8 Tips To Become An Ace Player In L&D, OD, HR

Before launching my own business, Wondershift, I spent the better part of my career as a leader in the L&D and OD space in Media, and it remains important to me to keep up with trends and expectations of the L&D/OD Leader. The L&D Evolving Roles, Enhancing Skills, CIPD Research Report from April 2015 offered great insight and food for thought. Here is my summary based on the report with my own additions of how to ensure you and your teams remain or become A+ players in the people profession.

Fiercely choose the best.  We cannot afford B players these days. As Simon Watt from Mattel mapped out so nicely, you need people who can bridge the gap between ‘world-class’ OD and L&D and everyday commercial business. Add in confidence and good common sense and you may just have a winner. Know your criteria matrix, make the time to enlist people from within the business in your hiring process, and make wise decisions based on gut AND data.

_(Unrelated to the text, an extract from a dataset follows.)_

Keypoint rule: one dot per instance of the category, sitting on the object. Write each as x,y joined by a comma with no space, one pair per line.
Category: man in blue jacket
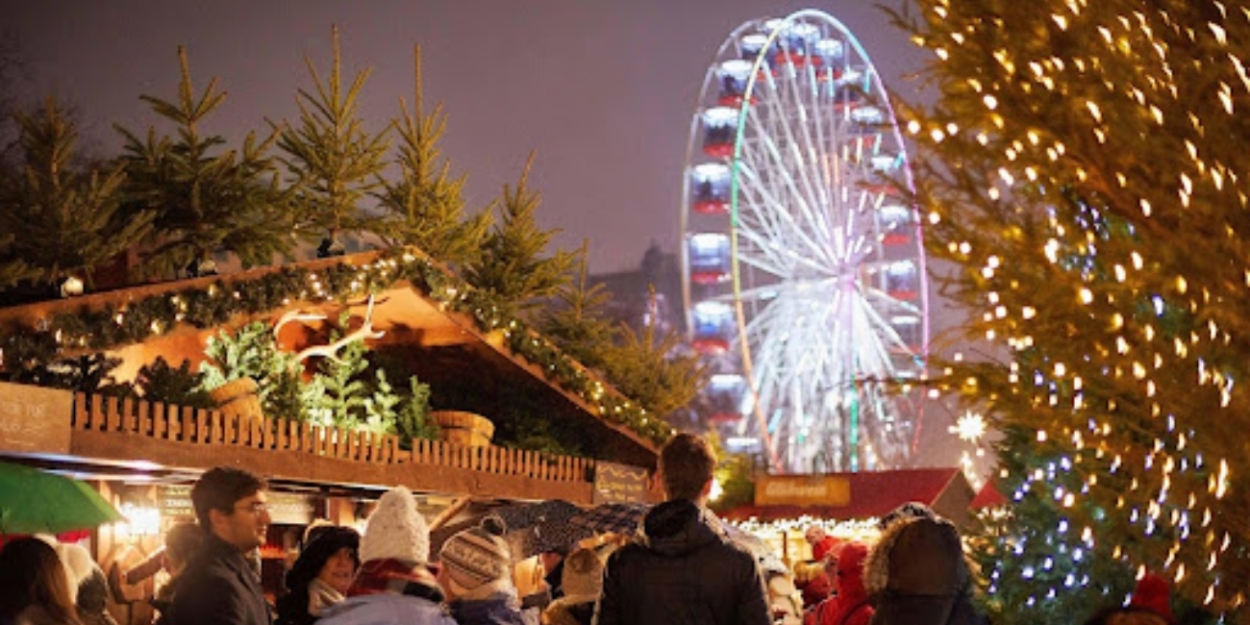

Figure out the trends relevant for you and your business. There are many trends these days in the learning space. Some will pass. Some will stick. The question is how best to determine how long you can expect the analytics for each trend to remain accurate. If you are making decisions based on trends that are changing rapidly you may in fact be making decisions that will have no impact now or in the future. Be knowledgeable and aware of trends. Beware of trends; they can turn on you when you least expect it. Create platforms for discussion with your teams, leaders and stakeholders, and extrapolate the impact to your business should trends that catch your eye increase or fall. Practice ‘what if…’ scenario planning so that you are prepared and proactive.

Fully engage in your own capability and skill development. Dr. Seuss was spot on when he said, “The more that you read, the more things you will know. The more that you learn, the more places you’ll go.” If you are going to be a multifaceted and versatile expert in your field then start expanding your world. Read. Intensely observe others. Ask questions. Gather your toolkit. Use established models and create your own. Build your internal and external network. Your ability to understand the root cause of an issue and recommend creative solutions relies on your depth of knowledge and skill for seeing things from different perspectives. This does not happen overnight.

Facilitate & make connections. As an L&D or OD professional you need a wide and varied network inside and outside your organization to truly understand business needs. In addition, your next move may be to simply facilitate a connection to accelerate a solution. The beauty of your role is that you are likely to have a layer of insight into more of the business than the average employee. Pay attention to what you hear. Seek opportunities where you can connect people from different lines of business, different parts of the world, different levels within the company. The power you have to link people could lead to the next best idea.

Focus on outcomes and impact. It is all well and good to do lots of things. Except if you are doing lots of things that have no tangible and observable result. As the article mentions, any successful development results in shift. The desired shift should be clear from the onset when you begin your contracting and consulting with your internal client/stakeholder. If this is not clear, not only will it be hard to measure your success, but also the original point of doing it in the first place may go amiss. Scale back on doing less to get more. Do less with more meaning and impact. Be brave enough to say no when you need to.

Form platforms that enable innovation and new thinking to happen. I love what the Ministry of Defense did with the formation of their Innovation Cell to bring together 3 distinct disciplines to establish a vision of what success looks like, and to recommend routes on how people could best learn to look ahead and create the time to think. These are the platforms we need more of in corporations. It may be three people. It may be ten. The key is to pose real business challenges to a diverse set of people from across the business that can contribute their expertise in a collective and collaborative way. This is not just about throwing people in a room. There is planning and variables to consider including a business sponsor, a secondary platform for sharing recommendations with decision makers, expected outcomes, budget and time considerations. If this is not already happening, take the lead, it is time to start.

Find ways to collect meaningful data, and analyze it for impact. I’ve worked with a lot of companies who love to collect data. Some of it is up to date, some is not. Some of it is used, some is not. Some of it is relevant and some is not. There is the formal collection of data; such as before, during, and after a program or event, or ‘exit’ interview feedback, or at performance time, etc. Then there is the informal data that is being offered to us daily whether we realize it or not. These are the coffee conversations you have with colleagues or the ones you overhear in the lift , the emails you receive when something goes right or goes wrong, and the body language in the back of the room. Are all these tracked for patterns? Imagine if you heightened your awareness and combine the informal and formal data you collect, might it then become more meaningful?

Forge ahead and come up with new names for your department. Perhaps it is time to refresh and revitalize. L&D is getting old, HR is old news, OD seems to have been lost a bit. How about calling yourself the OIL TEAM (Organizational Impact Learning) or OPT (organizational performance team), or BP2 (Brilliant people = business performance). Go on…have a play, refresh, revitalize and see what sticks.